本発明が提供する筒内状態モニタリング装置の第2の態様によれば、モニタリング装置は、点火位置の近傍に配置された光センサを備え、光センサによって筒内の予め定義されている検出領域の火炎自発光を取り込む。そして、光センサにより取り込まれる火炎自発光から第1及び第2の特定の化学発光を分離し、各特定化学発光の発光強度を時系列に算出する。そして、第1或いは第2の特定化学発光の発光強度の時系列変化から検出領域を火炎が伝播した期間を特定する。さらに、モニタリング装置は、第1の特定化学発光と第2の特定化学発光の発光強度比を時系列に算出し、発光強度比の時系列データと火炎の伝播期間とから検出領域の各位置における発光強度比を特定する。
本態様によれば、先の態様と同じく、内燃機関に直接取り付けるセンサは、点火位置の近傍に配置される光センサのみで良い。このため、コスト的に有利だけでなく、実車に搭載することも容易である。本態様においても光センサは光ファイバを束で備えることができる。その場合、複数の検出領域が点火位置を中心にして周方向に放射状に定義され、各検出領域に1又は複数の光ファイバが割り当てられていることが好ましい。光センサは点火プラグと一体化することもできる。点火プラグ一体型の光センサによれば、モニタリング装置の実車への搭載性はさらに向上する。また、光センサを点火プラグ一体型とすることで、既存の内燃機関にモニタリング装置を取り付け、外付けの診断装置としてモニタリング装置を用いることも可能となる。

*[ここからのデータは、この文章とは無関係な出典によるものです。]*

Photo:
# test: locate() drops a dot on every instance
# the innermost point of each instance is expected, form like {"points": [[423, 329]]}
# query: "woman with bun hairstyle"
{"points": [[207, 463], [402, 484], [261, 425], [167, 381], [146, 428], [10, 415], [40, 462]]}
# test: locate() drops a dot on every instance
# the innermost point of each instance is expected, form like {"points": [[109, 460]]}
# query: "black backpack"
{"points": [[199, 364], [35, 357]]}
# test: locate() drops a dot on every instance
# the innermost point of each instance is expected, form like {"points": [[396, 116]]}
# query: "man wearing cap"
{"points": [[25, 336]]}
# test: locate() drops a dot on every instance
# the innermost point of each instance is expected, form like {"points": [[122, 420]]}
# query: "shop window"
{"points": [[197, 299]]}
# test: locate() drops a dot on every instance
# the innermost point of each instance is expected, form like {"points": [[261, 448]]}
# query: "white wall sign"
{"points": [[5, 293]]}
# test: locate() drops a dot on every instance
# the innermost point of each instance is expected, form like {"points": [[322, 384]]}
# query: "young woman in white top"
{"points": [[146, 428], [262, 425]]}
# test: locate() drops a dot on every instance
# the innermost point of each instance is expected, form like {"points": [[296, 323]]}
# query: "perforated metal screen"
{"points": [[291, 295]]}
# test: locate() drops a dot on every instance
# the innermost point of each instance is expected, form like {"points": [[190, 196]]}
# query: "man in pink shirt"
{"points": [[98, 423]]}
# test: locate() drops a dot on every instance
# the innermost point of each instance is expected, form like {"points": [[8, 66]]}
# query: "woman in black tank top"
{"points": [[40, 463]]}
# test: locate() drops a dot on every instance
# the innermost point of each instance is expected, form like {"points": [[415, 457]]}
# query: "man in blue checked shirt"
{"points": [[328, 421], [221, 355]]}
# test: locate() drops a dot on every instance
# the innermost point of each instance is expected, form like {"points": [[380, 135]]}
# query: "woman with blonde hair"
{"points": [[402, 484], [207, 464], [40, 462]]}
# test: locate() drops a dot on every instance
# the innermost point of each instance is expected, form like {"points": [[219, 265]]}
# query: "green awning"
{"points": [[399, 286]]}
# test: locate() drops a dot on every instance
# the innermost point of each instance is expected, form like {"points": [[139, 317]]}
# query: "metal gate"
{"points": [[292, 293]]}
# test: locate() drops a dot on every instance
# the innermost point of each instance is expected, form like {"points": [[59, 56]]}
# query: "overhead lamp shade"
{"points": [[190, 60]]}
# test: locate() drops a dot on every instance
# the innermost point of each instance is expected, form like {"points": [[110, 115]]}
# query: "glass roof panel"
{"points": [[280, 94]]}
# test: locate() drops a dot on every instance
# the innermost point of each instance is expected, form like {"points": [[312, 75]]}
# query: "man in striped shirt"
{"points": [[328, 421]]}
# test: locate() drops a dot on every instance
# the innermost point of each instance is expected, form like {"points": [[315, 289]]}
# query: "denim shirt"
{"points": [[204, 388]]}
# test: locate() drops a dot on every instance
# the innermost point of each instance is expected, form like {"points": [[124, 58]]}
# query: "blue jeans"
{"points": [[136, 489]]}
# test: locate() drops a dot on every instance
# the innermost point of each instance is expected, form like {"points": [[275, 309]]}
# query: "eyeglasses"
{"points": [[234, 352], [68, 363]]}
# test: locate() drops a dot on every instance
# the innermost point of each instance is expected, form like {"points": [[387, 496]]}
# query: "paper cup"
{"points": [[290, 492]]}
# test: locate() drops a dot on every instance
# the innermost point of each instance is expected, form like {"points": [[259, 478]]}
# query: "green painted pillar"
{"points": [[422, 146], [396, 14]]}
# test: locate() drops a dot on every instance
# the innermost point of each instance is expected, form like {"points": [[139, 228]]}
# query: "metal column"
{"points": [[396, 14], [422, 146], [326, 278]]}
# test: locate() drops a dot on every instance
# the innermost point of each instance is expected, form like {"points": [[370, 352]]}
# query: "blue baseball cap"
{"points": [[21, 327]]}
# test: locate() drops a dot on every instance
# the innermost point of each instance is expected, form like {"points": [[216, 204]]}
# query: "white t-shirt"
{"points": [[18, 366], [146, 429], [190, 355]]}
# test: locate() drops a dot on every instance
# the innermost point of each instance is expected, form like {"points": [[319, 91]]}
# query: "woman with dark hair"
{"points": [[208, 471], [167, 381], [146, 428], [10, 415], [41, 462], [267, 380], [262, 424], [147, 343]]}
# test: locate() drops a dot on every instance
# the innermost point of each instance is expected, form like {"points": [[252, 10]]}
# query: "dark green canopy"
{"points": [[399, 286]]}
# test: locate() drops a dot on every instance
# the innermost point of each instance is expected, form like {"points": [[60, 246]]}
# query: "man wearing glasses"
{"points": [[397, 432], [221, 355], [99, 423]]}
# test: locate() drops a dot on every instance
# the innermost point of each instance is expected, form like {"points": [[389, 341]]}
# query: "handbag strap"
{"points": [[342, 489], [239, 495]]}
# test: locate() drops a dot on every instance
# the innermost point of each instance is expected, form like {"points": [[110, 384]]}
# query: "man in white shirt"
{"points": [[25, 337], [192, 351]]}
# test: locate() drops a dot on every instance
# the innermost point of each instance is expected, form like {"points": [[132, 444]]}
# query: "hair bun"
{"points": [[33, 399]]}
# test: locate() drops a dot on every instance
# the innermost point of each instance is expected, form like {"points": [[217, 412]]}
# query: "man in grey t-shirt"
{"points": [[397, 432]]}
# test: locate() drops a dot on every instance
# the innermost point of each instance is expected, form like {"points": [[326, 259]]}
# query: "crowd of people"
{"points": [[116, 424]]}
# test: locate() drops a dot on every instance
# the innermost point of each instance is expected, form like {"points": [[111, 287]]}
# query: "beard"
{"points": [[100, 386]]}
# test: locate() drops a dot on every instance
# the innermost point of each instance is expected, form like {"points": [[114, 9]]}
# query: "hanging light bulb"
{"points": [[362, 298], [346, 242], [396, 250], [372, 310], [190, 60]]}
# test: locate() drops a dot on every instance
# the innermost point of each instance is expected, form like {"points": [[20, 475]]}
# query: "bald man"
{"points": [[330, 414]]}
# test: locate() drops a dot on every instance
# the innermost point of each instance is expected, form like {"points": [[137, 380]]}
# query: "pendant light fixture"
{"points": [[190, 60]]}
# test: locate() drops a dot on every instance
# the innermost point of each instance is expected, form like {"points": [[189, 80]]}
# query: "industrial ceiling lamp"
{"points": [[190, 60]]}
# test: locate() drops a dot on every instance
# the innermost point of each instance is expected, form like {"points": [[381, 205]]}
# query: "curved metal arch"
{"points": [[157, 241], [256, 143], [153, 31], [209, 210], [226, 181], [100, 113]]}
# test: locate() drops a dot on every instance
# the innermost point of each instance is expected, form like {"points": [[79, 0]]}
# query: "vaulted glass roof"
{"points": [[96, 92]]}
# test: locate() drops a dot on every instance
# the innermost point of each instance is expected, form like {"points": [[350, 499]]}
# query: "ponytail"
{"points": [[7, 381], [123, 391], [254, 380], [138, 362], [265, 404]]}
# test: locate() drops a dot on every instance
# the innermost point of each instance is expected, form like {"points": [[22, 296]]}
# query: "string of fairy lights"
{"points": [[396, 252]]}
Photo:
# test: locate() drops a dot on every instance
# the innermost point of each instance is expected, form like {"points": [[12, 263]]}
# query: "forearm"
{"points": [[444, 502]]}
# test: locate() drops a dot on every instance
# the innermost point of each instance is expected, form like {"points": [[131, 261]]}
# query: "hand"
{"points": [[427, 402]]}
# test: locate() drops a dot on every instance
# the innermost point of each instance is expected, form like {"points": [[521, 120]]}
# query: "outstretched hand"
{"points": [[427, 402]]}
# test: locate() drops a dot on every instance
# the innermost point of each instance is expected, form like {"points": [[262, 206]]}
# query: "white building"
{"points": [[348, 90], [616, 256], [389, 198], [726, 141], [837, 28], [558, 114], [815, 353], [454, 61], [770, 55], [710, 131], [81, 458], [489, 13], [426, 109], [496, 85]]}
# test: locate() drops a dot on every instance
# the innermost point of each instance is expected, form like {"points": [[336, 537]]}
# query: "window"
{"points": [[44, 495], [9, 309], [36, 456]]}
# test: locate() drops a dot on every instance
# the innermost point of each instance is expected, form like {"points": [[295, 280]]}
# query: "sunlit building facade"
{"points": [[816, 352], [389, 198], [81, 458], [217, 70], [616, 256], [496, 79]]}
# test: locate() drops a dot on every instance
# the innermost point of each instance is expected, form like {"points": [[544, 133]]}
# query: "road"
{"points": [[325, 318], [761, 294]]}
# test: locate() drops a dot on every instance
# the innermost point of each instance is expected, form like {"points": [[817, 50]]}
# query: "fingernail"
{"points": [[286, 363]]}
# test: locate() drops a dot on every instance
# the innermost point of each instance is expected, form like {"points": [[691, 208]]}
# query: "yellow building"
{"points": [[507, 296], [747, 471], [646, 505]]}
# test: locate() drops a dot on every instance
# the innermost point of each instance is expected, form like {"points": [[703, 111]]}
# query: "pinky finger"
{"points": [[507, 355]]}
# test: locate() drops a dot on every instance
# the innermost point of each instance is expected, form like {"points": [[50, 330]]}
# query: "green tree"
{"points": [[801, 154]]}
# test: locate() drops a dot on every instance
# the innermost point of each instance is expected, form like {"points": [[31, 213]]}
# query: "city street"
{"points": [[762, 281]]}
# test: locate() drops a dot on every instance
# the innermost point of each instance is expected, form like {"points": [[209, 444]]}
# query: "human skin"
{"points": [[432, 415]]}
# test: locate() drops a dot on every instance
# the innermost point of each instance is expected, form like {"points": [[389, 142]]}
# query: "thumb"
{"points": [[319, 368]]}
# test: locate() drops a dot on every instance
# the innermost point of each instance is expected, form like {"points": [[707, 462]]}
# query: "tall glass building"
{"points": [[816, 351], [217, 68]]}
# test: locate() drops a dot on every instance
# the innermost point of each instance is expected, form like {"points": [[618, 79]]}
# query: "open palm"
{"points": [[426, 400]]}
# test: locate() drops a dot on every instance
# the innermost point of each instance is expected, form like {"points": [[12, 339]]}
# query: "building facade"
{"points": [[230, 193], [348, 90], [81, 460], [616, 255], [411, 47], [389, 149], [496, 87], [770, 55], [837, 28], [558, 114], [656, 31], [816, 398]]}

また、本態様によれば、火花点火式内燃機関の筒内状態として筒内の燃焼時の空燃比分布を把握することができる。モニタリング装置によって算出される検出領域の各位置における発光強度比は、燃焼時の空燃比との間で相関を有しているからである。また、本態様によれば、2種類の特定化学発光の発光強度の比をとることで、各特定化学発光の発光強度の時系列データに含まれるノイズの影響を低減することができる。したがって、本態様によれば、筒内の燃焼時の空燃比分布をより正確に把握することができる。なお、本態様においては、火炎面である反応帯における2種類の化学発光を第1及び第2の特定化学発光として分離することが好ましい。具体的には、CHラジカルの発光とCラジカルの発光である。算出する発光強度比は、CHラジカルの発光強度に対するCラジカルの発光強度の比でもよく、また、Cラジカルの発光強度に対するCHラジカルの発光強度の比でもよい。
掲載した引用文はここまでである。